For something different, plan your visit to coincide with the fall or spring migration of the many birds that pass through the park, which, with its wide diversity of habitats, constitutes one of the most impressive ornithological biomes in the entire National Park system.

Excursions Outside the Park

There is more to the Amargosa Hotel than just accommodations: It also is home to the Amargosa Opera House, where floor-to-ceiling murals depict everything from royal figures to monks, nuns, and bullfighters, and weekly dance, comedy, and mime shows are held.

For a glimpse of art off the grid, head to the Goldwell Open Air Museum, situated in a ghost town just east of the central section of Death Valley, near Beatty, NV. Here a group of Belgian artists sited seven unusual sculptures, among them a life-size interpretation of Leonardo Da Vinci's painting "The Last Supper" and a 25-foot-high representation of a woman rendered with pink cinderblocks. Admission is free.

Guided nature tours and geological walks along the Old Spanish Trail are just some of the offerings at the China Ranch Date Farm in Tecopa, a unique family farm in an unusual setting of cottonwood trees and willows along a meandering stream.

Formed tens of thousands of years ago, the Trona Pinnacles, a National Natural Landmark, consist of more than 500 tufa (calcium carbonate) outcroppings rising up to 140 feet above the Searles Dry Lake basin. The strange landscape is especially dramatic in the early morning, in the evening, and on nights with a full moon.

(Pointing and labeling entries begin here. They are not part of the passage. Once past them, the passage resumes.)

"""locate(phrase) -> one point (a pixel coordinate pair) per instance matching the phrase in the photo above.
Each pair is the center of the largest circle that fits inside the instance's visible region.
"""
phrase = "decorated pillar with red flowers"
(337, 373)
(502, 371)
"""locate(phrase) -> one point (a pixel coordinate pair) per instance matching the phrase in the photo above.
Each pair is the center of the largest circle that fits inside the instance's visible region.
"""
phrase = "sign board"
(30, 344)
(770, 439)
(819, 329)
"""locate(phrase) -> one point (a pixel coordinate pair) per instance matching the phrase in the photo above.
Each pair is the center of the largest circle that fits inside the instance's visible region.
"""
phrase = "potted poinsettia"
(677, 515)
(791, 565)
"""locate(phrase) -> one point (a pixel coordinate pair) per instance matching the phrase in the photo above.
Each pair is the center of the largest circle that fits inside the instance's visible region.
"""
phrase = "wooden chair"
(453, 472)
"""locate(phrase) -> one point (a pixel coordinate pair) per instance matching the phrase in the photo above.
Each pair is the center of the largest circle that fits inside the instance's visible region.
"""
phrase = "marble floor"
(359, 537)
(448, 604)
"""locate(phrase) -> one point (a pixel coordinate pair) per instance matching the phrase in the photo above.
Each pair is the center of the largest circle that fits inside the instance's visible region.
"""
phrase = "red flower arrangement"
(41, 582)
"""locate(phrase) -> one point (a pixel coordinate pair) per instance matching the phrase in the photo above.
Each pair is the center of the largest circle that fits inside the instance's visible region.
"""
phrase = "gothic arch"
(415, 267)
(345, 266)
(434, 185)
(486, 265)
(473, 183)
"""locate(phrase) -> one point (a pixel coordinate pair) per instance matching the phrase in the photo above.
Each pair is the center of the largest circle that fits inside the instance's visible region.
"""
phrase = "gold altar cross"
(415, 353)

An abundance of national park system sites are within driving distance of Death Valley. California-based sites include Joshua Tree National Park, Manzanar National Historic Site, Mojave National Preserve, Sequoia & Kings Canyon National Parks, and Yosemite National Park. Nevada-based sites include Lake Mead National Recreation Area and Great Basin National Park.